Si le début de saison du FC Sion peut facilement être qualifié de réussi, tant en championnat (six points sur neuf) que dans les différentes coupes (qualification pour les barrages de Conference League et pour le 2e tour de la Coupe de Suisse), il l'est moins dans la manière dont les Valaisans abordent leurs rencontres. En cause: la tendance des Valaisans à être davantage dans la réaction que dans l'action.

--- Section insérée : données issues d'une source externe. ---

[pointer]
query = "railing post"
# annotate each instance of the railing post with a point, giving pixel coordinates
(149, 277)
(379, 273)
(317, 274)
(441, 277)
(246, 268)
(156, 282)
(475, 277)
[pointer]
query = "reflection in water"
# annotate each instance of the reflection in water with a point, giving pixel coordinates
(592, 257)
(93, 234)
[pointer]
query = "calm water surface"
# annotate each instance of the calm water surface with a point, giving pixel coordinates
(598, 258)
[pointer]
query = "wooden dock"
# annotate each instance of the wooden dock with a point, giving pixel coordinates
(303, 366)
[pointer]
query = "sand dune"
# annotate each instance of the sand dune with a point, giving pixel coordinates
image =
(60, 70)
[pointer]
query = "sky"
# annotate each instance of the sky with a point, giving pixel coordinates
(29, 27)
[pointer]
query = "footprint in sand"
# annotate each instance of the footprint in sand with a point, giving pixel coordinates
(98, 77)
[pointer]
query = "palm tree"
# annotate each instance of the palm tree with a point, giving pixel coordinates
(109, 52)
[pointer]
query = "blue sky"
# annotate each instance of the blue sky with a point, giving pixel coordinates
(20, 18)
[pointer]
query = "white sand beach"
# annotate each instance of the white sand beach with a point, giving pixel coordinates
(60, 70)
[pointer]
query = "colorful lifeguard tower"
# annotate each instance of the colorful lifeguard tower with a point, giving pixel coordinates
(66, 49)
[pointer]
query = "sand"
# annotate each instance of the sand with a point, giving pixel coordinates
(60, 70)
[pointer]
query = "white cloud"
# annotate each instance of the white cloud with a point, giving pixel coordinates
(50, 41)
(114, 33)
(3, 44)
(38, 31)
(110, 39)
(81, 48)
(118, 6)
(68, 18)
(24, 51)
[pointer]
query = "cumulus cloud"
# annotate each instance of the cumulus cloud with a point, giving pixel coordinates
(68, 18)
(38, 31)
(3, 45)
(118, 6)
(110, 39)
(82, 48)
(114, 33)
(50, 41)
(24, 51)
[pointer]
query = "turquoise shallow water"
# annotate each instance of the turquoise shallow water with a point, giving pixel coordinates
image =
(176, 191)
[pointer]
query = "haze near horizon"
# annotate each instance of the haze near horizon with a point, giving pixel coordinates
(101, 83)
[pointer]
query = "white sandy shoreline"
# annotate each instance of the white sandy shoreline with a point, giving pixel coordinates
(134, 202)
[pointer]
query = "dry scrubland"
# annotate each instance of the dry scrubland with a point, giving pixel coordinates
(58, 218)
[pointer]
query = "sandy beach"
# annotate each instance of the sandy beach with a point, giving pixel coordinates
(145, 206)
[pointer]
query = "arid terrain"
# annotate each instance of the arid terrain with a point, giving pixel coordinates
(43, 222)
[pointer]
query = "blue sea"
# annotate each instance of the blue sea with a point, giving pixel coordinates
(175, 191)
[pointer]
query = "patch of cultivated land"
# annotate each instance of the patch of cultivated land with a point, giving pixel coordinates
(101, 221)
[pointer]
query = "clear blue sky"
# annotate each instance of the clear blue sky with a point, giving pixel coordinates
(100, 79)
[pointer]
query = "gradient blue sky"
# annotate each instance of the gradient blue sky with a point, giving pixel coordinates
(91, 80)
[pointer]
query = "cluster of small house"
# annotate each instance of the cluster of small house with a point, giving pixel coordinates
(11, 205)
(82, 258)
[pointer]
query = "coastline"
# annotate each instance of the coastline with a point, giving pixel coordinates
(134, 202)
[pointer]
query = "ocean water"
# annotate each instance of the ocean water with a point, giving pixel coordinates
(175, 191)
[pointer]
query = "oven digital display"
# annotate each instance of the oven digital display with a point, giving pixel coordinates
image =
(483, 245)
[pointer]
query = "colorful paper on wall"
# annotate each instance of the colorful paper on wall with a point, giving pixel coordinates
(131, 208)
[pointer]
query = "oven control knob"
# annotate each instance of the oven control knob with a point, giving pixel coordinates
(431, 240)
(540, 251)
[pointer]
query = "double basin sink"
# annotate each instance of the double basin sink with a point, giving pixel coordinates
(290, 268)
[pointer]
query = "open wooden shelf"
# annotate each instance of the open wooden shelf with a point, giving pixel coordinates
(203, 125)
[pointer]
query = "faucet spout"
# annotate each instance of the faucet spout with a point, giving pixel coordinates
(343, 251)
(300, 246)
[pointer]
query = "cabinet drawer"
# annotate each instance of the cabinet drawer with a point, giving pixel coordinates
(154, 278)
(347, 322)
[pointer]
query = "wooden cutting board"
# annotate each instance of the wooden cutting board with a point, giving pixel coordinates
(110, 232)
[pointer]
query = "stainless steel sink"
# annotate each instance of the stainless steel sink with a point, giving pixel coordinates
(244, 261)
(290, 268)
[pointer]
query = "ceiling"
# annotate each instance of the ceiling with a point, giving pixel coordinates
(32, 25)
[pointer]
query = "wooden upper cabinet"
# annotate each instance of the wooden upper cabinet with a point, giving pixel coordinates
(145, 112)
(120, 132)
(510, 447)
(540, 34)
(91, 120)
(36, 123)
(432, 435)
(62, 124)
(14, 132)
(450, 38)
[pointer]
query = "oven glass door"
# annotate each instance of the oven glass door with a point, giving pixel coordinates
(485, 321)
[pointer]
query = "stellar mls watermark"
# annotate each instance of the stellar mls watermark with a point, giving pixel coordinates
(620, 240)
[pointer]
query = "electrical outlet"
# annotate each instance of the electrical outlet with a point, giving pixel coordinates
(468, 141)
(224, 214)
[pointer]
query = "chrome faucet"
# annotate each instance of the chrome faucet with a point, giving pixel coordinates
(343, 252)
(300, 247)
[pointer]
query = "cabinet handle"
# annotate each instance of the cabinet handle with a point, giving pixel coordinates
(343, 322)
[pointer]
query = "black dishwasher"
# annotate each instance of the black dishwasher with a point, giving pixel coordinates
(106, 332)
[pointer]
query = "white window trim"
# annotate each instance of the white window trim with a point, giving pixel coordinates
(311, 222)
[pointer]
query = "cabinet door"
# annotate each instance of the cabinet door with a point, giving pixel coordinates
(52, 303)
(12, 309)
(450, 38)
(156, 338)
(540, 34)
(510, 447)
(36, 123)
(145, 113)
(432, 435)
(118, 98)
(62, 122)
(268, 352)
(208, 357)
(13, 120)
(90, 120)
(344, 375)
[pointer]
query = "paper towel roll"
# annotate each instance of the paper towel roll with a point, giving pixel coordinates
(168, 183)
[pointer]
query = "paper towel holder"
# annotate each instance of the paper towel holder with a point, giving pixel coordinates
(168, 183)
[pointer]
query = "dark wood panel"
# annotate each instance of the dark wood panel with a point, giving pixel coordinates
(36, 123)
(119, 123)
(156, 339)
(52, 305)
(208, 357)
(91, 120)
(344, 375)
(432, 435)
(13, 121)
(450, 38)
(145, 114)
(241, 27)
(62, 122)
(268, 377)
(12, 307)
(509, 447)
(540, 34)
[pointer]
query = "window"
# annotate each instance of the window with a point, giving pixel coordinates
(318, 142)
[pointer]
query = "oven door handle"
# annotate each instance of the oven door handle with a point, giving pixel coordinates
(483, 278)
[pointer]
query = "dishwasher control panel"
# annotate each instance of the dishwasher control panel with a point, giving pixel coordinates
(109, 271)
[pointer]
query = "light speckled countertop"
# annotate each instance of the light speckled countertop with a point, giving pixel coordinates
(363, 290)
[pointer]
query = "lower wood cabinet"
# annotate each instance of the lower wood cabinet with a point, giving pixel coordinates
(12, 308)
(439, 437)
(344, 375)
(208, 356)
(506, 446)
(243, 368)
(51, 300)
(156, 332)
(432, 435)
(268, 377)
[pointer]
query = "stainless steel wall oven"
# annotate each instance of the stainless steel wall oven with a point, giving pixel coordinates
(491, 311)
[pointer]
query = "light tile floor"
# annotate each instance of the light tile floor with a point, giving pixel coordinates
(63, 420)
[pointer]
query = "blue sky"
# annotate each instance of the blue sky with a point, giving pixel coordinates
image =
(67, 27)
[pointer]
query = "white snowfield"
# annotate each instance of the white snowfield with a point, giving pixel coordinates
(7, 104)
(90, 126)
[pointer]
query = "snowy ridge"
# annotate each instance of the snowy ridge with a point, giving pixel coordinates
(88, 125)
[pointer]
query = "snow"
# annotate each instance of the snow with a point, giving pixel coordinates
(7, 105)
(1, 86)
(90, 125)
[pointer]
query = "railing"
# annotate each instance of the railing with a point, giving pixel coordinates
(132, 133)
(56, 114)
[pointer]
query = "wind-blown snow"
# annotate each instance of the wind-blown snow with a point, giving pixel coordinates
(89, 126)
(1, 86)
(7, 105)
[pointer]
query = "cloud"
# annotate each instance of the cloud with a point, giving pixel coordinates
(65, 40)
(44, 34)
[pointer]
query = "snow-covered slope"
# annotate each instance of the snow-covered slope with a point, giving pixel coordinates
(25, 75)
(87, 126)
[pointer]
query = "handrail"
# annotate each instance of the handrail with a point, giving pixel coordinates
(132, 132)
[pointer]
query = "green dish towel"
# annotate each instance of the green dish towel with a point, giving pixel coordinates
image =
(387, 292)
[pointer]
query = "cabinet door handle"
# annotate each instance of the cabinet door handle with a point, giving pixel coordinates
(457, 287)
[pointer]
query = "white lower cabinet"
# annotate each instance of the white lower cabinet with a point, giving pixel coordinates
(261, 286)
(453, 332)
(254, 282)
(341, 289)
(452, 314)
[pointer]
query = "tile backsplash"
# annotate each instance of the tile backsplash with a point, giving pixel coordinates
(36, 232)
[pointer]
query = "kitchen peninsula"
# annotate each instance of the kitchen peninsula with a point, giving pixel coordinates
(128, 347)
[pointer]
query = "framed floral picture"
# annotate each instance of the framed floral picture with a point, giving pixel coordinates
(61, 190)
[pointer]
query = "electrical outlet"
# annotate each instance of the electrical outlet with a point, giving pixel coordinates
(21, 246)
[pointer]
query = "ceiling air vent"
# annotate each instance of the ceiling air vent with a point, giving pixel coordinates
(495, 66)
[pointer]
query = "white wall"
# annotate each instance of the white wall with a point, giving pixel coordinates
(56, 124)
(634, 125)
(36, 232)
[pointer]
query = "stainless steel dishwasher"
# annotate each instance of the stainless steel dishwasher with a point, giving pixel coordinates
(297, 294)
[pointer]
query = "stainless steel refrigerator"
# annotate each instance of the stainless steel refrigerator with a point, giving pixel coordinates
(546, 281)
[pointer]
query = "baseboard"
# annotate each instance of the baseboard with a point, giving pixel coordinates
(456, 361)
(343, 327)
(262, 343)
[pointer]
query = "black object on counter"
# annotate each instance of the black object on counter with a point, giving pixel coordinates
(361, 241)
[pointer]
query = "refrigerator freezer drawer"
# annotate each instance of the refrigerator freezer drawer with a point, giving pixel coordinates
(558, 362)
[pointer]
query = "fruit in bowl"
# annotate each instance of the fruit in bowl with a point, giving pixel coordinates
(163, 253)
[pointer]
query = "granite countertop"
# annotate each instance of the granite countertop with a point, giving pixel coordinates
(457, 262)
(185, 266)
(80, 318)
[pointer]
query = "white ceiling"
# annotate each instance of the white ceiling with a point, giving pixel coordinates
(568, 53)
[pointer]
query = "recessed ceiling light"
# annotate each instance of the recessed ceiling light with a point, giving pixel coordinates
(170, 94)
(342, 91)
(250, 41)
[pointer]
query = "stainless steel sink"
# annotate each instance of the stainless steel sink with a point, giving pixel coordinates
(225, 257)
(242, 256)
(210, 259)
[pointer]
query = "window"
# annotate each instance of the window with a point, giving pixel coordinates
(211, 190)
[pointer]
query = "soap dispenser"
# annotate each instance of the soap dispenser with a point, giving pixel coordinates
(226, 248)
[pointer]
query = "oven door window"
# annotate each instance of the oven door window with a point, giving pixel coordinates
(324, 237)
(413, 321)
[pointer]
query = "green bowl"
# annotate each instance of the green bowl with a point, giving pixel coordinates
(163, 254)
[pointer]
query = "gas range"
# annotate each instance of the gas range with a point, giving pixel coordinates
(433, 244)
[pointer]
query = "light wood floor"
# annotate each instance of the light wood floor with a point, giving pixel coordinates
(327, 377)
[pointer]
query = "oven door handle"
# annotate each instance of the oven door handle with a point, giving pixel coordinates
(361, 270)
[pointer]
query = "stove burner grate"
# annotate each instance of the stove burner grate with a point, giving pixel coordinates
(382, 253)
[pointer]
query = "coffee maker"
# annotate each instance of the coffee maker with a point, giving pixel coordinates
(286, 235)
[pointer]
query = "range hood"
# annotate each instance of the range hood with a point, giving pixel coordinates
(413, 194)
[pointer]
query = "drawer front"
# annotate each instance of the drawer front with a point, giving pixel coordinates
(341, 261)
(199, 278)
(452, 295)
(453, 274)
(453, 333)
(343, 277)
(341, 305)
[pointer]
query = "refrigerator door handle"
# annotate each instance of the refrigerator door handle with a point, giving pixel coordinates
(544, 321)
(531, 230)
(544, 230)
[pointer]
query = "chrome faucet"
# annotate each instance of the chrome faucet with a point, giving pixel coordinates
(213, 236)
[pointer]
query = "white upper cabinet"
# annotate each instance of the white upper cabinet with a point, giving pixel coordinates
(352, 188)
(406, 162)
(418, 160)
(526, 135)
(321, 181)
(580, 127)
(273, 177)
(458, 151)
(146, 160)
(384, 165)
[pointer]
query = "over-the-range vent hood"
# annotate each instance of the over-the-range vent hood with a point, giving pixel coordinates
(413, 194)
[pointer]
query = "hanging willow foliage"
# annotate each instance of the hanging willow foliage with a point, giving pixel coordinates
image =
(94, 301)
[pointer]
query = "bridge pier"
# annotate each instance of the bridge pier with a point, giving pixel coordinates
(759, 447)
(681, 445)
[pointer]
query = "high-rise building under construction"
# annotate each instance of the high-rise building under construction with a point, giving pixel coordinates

Menés 1-0 à Sumgayit face au BATE Borisov, ils reviennent à 1-1. Menés 2-0 par Young Boys après 40 minutes lors de la première journée, ils recollent à 2-2 avant de finalement s'incliner 4-2. Vaduz prend deux fois l'avantage à Tourbillon, mais Sion s'impose à la 94e. Face au FC Noah, même scénario: les Sédunois sont menés à deux reprises, à l'aller comme au retour, avant d'arracher un nul (2-2), puis une victoire (2-1). Même en Coupe de Suisse face à Chiètres, les joueurs de Didier Tholot ont dû réagir après l'égalisation surprise des joueurs de deuxième ligue.
Un problème mental?
«C’est peut-être un problème mental», se demandait Ali Kabacalman, capitaine du FC Sion, après la victoire face aux Arméniens jeudi dernier. «Cette saison, c’est vrai qu'on a pratiquement été menés lors de tous les matches. À part contre Lucerne et le BATE Borisov au retour. C’est un truc qu’on doit corriger et qu’on doit améliorer.»
«On a peut-être besoin d’être un peu provoqués par l’adversaire. Je ne sais pas», se demandait quant à lui Jan Kronig quelques minutes plus tard. Ce qui est certain, c'est qu'un faux départ face à l'Ajax jeudi à Tourbillon pourrait coûter très cher. «Le caractère, c'est bien, mais cela ne suffirait pas», lançait le défenseur central. Et justement, ce mercredi, en conférence de presse d'avant-match, Didier Tholot relevait entre autres une qualité des Néerlandais: leur capacité à bien commencer les rencontres. Affronter un adversaire de ce calibre peut-il justement pousser les Valaisans à être pleinement dans leur match dès la première minute?
«Si on avait la recette magique...»
«Non, peu importe l'adversaire, on se prépare pour être prêts dès la première minute. L'histoire des matches veut que, de temps en temps, on prend un but au début. On essaie de l'éviter, mais c'est comme dans tout, si tu essaies absolument d'éviter quelque chose coûte que coûte, peut-être que tu vas quand même le subir et tu ne pourras pas l'expliquer. Si on avait une recette magique pour bien commencer les matches et marquer après cinq minutes, je pense qu'on serait champions depuis un bon moment», souligne Numa Lavanchy.
Pour Didier Tholot, ces entames de rencontre ratées tiennent davantage à des faits de match. «Ce n'est pas forcément qu'on a mal débuté les matches, mais plutôt qu'on a parfois connu des éléments contraires. Peut-être que le surplus de motivation, de concentration et de détermination lié à un grand match peut justement permettre d'éviter certaines situations. Parfois, ça tient à un petit geste qui fait qu'au lieu de finir au fond, le ballon termine à côté», souffle-t-il, lui qui estime que son équipe devra être à «120 ou 130% pour passer ce tour».
Face à l'Ajax, les Valaisans seraient donc bien inspirés de ne pas attendre d'être dos au mur pour montrer leur meilleur visage.